A bug in one of these utilities may at most give a malicious user
direct access to their own shadow file.
2.
If a process needs to possess read-only access to all shadow files, it
is sufficient to assign it supplementary groups "shadow" and "auth".
3.
On systems supporting NSS, this scheme is completely transparent to
applications which need read-only access to shadow file information.
The libnss_tcb library implements
getspnam(3)
and other related functions with their traditional semantics.
Password changing is provided by
pam_tcb(8),
a PAM module.
See the
tcb_convert(8)
manual page for instructions on how to enable the tcb scheme
seamlessly.
DISADVANTAGES
Honestly, there are a few minor ones:
1.
It is impractical to lock all of the shadow database (see
tcb_unconvert(8)).
2.
Giving a process read-only access to all shadow files as described
above has the side-effect of also giving it read-write access to the
shadow entry of the (pseudo-)user it is running as.
3.
It is impossible to give a process privileges sufficient for read-only
access to a single shadow file only, without also having it actually
run as the user.
4.
The user management tools initially required heavy patching to support
the tcb scheme.
WORKAROUNDS FOR FILESYSTEMS LIMITS
In case of ext2fs, the maximum number of hardlinks to a single file is
limited to 32000. Therefore, with this filesystem, there can be at most
31998 directory entries in
/etc/tcb
and, with the filesystem layout described above, at most 31998 users.

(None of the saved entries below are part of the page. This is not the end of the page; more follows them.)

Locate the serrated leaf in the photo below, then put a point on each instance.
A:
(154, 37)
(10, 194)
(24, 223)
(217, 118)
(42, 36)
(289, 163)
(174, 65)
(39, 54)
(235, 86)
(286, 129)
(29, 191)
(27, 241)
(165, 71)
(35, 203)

The workaround: a tcb directory of user U can be located not only in
/etc/tcb,
but also in
/etc/tcb/:some/path.
In the latter case, there should be a symlink
/etc/tcb/U -> /etc/tcb/:some/path/U.
Starting with tcb 0.9.8, directories which match the shell pattern
/etc/tcb/:*
are not treated as per-user directories by tcb libraries. These directories
are reserved to hold symlinked per-user directories, and for other purposes.
By default, shadow suite utilities create directory entries directly in
/etc/tcb;
if one expects more than 31998 users on the system, one can switch on the
symlink creation anytime by editing
login.defs(5)
config file.
AUTHORS
The tcb suite was implemented for Openwall GNU/*/Linux by Rafal Wojtczuk
<[email protected]> and Solar Designer <[email protected]>.
pam_tcb
is meant to be backwards-compatible with
pam_unix,
therefore some design decisions are cloned from
pam_unix.
Also certain less critical code fragments, as well as some of the code
layout, are taken from the Linux-PAM implementation of
pam_unix.
The names of contributors to
pam_unix
can be found under orig_copyright/ in source distribution of the tcb suite.